Eduardo Galeano e a união dos países do Cone Sul

Introdução

Com o intuito de divulgar suas ideias, diversos autores utilizam o formato livresco para executar tal finalidade. Eduardo Galeano não foi exceção, o escritor uruguaio, fazendo uma análise crítica acerca da história da América Latina, expõe as chagas rasgadas no seio do continente feitas pela exploração europeia e estadunidense ao longo dos anos. As Veias Abertas da América Latina distorce a visão de independência dos países do cone sul, demonstrando que na realidade somos todos explorados diuturnamente por interesses estrangeiros. As tentativas de Integração do cone sul falharam ao se submeterem às vontades de grandes empreendimentos internacionais, gerando pobreza e desigualdade para os países menos desenvolvidos que estavam jungidos no bloco (GALEANO, 2010).

Após a conquista da Democracia e um período de relativa estabilidade política, a América do Sul vislumbra um novo horizonte de união e desenvolvimento através da UNASUL. Essa nova tentativa de agrupamento é a concretização da norma programática prevista no art. 4º, parágrafo único da Constituição Federal de 1988, que discorre sobre o necessário fortalecimento dos laços entre os povos latino-americanos.

A investigação aqui trazida vai buscar analisar a influência do autor uruguaio no pensamento e na construção da UNASUL como um mecanismo de defesa dos países do cone sul na luta por sua independência de fato. Está dividido em dois tópicos: o primeiro será dedicado a estudar a zona de convergência entre o Direito e a Literatura, e o segundo ao estudo  As veias abertas da América Latina.

Direito e Literatura:

Para dar início ao estudo aqui proposto, é necessário apresentar o Direito e a Literatura como ramos do conhecimento humano que se imbricam e se influenciam mutuamente. A literatura será aqui abordada como uma expressão artística do homem, enquanto que o direito como um fenômeno social.

O homem, devido a suas diversas vulnerabilidades, uniu-­se a outros da mesma espécie. Numa busca pela sobrevivência diante das adversidades da natureza, formou-­se um todo coeso de seres humanos e, graças a isto, as probabilidades de cada indivíduo permanecer vivo aumentaram. Todavia, por conta da sua própria essência independente e questionadora, conviver de maneira grupal, com uma profusão de ideias distintas, tornou-­se atividade árdua devido aos conflitos internos que sempre brotam e que acarretam numa diluição do vínculo afetivo de união entre os membros do grupo. Visando a pacificação destas disputas, nasce o Direito. Em sua gênese, portanto, ele tem como finalidade precípua o controle social.

Por ser uma criação do gênio humano, o Direito é influenciado por diversos fatores que cercam a vida daquele determinado grupo.

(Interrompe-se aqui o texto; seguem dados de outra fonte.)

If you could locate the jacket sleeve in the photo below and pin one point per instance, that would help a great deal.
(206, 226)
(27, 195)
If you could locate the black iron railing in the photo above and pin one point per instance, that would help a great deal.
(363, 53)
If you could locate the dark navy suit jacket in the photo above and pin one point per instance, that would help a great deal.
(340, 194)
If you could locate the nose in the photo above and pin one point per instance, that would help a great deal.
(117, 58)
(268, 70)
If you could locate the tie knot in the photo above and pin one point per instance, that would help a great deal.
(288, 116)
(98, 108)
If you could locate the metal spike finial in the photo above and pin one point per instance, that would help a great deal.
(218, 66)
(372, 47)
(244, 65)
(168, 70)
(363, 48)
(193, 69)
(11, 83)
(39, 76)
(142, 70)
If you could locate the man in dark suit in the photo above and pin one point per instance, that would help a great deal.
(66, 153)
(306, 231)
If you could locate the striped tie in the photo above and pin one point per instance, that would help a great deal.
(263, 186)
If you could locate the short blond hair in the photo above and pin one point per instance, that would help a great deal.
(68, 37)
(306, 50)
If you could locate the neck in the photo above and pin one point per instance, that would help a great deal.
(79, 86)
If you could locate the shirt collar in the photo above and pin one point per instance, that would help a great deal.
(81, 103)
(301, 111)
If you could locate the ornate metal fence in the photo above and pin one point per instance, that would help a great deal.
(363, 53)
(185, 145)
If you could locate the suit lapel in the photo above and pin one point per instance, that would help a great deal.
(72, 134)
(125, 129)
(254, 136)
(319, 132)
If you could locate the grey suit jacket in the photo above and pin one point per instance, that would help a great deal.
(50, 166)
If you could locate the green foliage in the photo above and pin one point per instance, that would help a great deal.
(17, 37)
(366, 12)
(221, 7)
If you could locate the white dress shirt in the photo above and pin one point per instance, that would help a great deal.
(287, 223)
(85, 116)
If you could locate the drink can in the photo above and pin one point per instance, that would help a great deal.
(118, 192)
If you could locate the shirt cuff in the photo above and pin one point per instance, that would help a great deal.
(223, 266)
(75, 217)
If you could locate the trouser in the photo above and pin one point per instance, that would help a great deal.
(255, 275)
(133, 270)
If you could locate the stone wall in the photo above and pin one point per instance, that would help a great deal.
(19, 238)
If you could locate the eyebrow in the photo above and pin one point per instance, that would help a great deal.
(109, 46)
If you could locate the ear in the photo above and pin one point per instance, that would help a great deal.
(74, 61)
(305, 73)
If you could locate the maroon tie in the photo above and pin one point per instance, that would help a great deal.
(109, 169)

Clima, economia, tecnologia, cultura, ou seja, tudo aquilo que permeia a existência humana irá acarretar na formação do corpo jurídico daquele povo. De acordo com Paulo Nader (2013, p. 51):

A formação e a evolução do Direito não resultam da simples vontade do legislador, mas estão subordinadas à realidade social subjacente, à presença de determinados fatores que influenciam fortemente à própria sociedade, definindo suas diversas estruturas (grifo original).

O Direito nasce do homem e para o homem, então torna-­se um reflexo de parte do que é pensado e vivenciado na sociedade em que vive.

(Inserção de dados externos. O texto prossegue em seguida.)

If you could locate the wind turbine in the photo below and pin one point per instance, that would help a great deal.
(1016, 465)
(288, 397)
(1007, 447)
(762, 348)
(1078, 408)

A Literatura, como forma de expressão artística humana, imiscuída em sua realidade, torna-se fonte difusora de ideiais e influencia consequentemente o pensamento jurídico de determinado tempo histórico. Para Tolstoi (2002) a arte é uma forma de interação entre os homens, uma maneira utilizada por eles de intercambiar visões, sentimentos, ideias sobre o mundo que os cerca. Sendo, portanto, não mero instrumento de prazer, mas uma condição da natureza humana.

De acordo com André Karam Trindade e Roberta Magalhães Gubert (2008, p.13), a literatura possui importância para o Direito no sentido de suas dimensões: criadora, na medida em que questiona a natureza ao seu redor e linguística, tendo em vista que ambos usufruem de um material central de criação. Prossegue o mencionado autor:

A obra de arte produz, mediante a imaginação, um deslocamento no olhar, cuja maior virtude está na ampliação e fusão dos horizontes, de modo que tudo se passa como se, através dela, o real possibilitasse o surgimento de mundos e situações até então não pensados. […] a literatura assume, nitidamente, uma função de subversão crítica, na medida em que se converte em um modo privilegiado de reflexão filosófica – que ultrapassa o marco das disciplinas científicas […] que se ocupam de estudar o direito desde diversos âmbitos ­, possibilitando, assim, que se trate dos problemas mais primários e, ao mesmo tempo, mais complexos da história do direito.

Portanto, sob uma ótica artística, a literatura influencia o direito devido ao fator questionador intrínseco a ela, expondo as visões de mundo do autor daquela determinada obra, no caso, a literária, fazendo com que as demais pessoas entrem em contato com a realidade expressada pelo artista, acarretando, assim, dúvidas acerca da existência efetiva das coisas que as cercam.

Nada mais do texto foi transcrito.